Opening strong with the only song scheduled to also appear on his upcoming full length, “I Still Believe” serves as a nostalgic, throw-your-arm-around-your-buddy, celebratory song about an old, but true, cliché — the power of rock ‘n’ roll. Music as a savior, music as a release, music as an outlet for every waking moment of our tumultuous lives — Turner embraces the declaration with fervor and you just can’t help but fall in love with every impassioned note.
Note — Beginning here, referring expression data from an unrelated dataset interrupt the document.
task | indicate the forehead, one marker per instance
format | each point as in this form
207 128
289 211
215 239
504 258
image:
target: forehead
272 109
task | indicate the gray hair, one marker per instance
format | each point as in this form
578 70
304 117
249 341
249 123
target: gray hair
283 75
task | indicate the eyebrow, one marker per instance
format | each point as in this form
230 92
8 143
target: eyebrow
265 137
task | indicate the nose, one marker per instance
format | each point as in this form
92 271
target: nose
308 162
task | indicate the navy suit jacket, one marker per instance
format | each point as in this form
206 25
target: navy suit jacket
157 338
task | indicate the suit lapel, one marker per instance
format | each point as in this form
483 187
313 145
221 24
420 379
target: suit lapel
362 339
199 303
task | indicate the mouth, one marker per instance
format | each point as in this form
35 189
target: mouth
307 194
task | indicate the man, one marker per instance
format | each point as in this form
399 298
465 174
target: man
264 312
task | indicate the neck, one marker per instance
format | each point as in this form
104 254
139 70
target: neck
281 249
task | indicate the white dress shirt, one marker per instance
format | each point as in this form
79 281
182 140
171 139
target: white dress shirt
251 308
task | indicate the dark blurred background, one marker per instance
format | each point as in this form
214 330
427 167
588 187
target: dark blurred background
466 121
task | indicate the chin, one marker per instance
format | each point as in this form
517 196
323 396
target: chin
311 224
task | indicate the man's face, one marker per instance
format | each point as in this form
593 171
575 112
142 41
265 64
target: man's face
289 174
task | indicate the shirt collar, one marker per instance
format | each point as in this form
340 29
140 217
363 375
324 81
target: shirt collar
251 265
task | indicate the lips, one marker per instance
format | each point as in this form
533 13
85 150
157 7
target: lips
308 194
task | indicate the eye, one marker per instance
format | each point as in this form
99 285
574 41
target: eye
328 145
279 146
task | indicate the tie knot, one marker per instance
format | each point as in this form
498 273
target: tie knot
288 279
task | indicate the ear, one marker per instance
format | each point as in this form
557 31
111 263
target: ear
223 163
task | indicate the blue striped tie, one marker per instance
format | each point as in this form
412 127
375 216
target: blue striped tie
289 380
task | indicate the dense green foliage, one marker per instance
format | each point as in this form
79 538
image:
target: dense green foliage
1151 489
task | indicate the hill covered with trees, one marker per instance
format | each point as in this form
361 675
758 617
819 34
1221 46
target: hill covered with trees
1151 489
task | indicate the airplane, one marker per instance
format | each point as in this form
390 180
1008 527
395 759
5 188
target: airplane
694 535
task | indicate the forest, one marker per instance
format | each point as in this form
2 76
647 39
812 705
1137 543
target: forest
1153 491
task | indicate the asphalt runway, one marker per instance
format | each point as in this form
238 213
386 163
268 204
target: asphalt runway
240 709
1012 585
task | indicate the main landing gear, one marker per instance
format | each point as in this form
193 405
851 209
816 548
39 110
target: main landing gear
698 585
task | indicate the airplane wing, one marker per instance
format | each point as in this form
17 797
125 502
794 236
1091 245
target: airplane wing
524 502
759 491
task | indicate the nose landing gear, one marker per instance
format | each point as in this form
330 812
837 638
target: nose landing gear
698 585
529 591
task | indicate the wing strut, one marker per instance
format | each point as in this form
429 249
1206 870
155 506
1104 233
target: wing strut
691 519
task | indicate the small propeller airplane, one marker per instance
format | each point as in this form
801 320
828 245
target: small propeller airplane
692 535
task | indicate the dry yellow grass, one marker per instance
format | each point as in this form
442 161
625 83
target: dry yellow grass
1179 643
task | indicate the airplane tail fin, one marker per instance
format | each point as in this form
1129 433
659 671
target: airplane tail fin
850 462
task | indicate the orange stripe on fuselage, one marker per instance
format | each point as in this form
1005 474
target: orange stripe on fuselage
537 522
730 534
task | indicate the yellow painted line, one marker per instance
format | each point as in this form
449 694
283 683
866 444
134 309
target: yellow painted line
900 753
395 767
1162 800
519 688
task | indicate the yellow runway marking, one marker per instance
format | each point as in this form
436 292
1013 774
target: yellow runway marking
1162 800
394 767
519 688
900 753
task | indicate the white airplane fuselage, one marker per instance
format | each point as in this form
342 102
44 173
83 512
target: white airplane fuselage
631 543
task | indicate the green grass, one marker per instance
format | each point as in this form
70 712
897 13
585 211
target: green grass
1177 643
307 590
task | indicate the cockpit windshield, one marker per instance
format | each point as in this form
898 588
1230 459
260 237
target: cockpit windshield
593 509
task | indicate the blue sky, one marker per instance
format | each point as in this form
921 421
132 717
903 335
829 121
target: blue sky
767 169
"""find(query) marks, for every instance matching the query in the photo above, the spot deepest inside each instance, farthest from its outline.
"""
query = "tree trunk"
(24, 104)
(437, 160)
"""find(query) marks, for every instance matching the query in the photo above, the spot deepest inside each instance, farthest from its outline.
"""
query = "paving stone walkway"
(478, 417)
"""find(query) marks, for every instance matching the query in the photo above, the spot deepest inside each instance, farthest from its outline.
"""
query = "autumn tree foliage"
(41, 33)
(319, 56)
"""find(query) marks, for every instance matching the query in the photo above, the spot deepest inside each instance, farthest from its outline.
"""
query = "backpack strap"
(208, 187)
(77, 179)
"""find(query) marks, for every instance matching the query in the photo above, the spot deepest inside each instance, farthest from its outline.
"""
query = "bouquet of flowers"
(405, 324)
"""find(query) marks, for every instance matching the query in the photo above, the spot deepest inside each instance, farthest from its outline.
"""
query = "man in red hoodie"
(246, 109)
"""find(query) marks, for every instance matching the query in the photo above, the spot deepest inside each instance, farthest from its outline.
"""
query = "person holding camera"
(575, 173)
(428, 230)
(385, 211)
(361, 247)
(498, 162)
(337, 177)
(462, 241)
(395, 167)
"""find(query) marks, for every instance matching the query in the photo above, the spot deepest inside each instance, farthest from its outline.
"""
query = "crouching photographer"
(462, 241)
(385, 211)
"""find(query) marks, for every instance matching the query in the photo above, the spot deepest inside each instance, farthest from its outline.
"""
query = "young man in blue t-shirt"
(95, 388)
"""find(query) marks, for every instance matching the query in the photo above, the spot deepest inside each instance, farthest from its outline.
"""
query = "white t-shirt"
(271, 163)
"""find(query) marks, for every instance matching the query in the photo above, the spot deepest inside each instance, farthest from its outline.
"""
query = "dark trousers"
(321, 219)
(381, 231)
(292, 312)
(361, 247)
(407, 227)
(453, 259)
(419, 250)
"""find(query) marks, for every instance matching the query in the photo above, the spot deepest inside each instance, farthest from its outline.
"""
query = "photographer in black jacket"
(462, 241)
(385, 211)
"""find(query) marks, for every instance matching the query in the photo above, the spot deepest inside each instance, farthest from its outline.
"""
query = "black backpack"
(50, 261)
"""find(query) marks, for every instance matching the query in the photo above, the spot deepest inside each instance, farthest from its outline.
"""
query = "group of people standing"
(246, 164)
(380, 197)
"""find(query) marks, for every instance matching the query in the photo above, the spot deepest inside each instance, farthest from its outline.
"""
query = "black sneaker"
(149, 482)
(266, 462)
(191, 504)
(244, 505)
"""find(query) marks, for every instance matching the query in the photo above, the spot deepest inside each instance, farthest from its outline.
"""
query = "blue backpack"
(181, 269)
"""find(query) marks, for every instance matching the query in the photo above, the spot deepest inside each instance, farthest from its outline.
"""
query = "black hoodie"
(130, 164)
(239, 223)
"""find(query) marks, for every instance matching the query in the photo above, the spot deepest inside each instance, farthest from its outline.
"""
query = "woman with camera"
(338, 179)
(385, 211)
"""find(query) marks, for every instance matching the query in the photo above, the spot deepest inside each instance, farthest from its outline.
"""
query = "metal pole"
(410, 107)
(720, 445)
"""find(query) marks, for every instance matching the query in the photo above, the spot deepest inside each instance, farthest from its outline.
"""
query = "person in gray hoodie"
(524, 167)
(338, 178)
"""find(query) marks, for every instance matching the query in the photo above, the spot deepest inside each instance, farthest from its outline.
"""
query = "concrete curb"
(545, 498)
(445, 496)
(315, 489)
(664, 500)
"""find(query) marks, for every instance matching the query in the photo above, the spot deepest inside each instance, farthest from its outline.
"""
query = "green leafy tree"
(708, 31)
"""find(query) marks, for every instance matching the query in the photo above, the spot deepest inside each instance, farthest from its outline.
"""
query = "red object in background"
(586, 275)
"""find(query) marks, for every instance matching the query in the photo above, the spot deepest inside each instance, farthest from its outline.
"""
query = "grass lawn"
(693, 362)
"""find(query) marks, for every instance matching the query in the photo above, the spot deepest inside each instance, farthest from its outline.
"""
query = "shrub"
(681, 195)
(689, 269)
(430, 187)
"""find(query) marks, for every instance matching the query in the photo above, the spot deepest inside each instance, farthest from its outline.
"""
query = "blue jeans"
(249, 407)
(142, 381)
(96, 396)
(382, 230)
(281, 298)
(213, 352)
“Pass It Along” and “Rock & Roll Romance” are a pair of quiet ballads, both gorgeously aching. The latter bares shades of Elliot Smith’s sadness, with words that paint a picture of unrequited love that’s right in front of your face but you don’t see because you’re too busy complaining about your life. In under two minutes, this melancholic gem almost steals the spotlight from the rest of the record.
The piano-pounding urgency of “To Absent Friend” is the hardest hitting track on here, but stands out mostly because it’s so out of left field in comparison with the otherwise unhurried pace of the EP. It’s got its charm, but it doesn’t have the naked heart of the closing song, “The Next Round.” In the tradition of Flogging Molly’s “Float,” it’s a folk rock admission of finding courage, solace, or comfort in a bottle. Slowed down to a country pace and absolutely crimson with confession, if this doesn’t break your heart, then you may want to check your pulse.
Of all of Frank Turner’s releases thus far, this is the one that comes closest to capturing the invigorating and close-knit nature of his live show.